External Affairs Minister Salman Khurshid on Friday told reporters outside Parliament House that all government agencies should abide by the order of the Supreme Court. He added that the government will know what step it should take after the apex court takes up the case on Monday.

Accusing Italy of breaching trust and breaking diplomatic norms, Prime Minister Manmohan Singh on Wednesday warned Rome of consequences in the relation between the countries if the Italian government fails to keep its word.

The Indian PM made the statement after the government of Italy sent a message that they are not sending back the two marines to India.

Italian marines Massimiliano Lattore and Salvatore Girone were arrested for the murder of two fishermen off the Kerala coast in February last year, while on anti-piracy duty of guarding an Italian oil tanker. They were permitted by the Supreme Court to go home and vote in Italy's general election held last month, but they refused to return to India for trial.

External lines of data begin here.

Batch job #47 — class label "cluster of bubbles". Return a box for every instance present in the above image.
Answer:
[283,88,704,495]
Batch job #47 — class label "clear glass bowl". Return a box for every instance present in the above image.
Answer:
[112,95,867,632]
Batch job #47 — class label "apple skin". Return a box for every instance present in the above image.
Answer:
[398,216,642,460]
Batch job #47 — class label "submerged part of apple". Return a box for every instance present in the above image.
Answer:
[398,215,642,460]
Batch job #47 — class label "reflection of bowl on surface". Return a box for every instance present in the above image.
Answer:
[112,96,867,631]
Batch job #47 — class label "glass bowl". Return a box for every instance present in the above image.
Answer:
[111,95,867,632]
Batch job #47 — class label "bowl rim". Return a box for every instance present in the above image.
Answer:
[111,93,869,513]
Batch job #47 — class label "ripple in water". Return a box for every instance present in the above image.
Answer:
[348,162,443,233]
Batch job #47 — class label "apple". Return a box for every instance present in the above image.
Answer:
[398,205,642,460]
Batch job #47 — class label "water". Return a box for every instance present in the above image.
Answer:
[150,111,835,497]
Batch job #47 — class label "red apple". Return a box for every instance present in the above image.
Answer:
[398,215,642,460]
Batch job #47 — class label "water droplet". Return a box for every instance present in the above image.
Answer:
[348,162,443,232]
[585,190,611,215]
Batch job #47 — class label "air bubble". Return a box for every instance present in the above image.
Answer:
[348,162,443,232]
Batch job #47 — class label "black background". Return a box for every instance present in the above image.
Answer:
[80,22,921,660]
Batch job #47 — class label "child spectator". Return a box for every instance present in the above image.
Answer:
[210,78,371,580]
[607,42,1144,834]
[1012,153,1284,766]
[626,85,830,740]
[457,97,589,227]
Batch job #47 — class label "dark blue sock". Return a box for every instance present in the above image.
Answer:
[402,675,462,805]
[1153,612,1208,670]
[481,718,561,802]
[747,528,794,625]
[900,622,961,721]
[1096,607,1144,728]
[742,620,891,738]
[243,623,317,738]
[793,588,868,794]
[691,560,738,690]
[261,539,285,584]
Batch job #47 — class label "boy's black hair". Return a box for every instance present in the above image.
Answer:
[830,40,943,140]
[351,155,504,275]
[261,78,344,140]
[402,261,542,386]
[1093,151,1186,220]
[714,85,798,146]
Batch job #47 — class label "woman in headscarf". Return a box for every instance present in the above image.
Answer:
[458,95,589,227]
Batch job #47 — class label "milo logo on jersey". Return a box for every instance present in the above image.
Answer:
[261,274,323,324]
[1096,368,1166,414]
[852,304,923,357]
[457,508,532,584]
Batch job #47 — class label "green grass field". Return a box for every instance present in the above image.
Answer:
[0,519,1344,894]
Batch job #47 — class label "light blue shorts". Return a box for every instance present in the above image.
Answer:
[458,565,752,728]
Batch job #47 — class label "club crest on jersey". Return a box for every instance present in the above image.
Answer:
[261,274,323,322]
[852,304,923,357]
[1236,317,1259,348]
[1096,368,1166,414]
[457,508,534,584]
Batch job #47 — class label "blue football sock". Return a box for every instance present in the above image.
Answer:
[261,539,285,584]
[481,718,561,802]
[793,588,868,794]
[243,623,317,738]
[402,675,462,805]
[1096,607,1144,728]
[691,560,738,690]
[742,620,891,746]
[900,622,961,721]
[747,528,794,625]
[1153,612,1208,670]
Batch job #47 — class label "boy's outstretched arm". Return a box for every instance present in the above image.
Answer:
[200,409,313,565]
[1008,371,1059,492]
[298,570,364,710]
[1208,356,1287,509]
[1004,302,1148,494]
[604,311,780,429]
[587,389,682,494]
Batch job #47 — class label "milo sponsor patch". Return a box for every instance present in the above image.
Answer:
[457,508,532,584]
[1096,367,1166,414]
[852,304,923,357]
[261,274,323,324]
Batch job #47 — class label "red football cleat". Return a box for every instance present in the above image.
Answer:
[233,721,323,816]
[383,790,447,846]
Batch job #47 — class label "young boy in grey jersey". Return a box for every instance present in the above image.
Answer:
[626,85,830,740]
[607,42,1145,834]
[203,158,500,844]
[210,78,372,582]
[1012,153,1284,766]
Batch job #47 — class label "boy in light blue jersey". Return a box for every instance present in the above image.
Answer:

The Foreign Secretary on Tuesday summoned Italian ambassador Daniele Mancini and conveyed India's stand on the matter in the strongest of terms saying, "India expects Republic of Italy as a country that is committed to the rule of law to fulfill the sovereign undertaking given by it to the Supreme Court of India".

The two marines were allowed to stay in Italy for a period of four weeks by the Supreme Court of India only on assurance by the Italian envoy that they would be sent back to India under the care, supervision and control of the Italian Republic after the completion of the stipulated time.

Hinting that the relation between the countries could be strained, Ministry of External Affairs spokesperson, Syed Akbaruddin said that the government will take further action after analyzing its relationship with Italy.

In the meanwhile, foreign minister of Italy, Giulio Terzi told reporters in Isreal, "We have juridically solid reasons to proceed in the direction of international arbitration."

Amid speculations that the unprecedented breach of trust could lead to complete diplomatic breakdown between the countries, including shutting down of Italy's embassy in India and closing its own embassy there, if Rome doesn't send back the accused marines, UN Secretary General Ban Ki-moon has reportedly called on both the countries to resolve the issue amicably.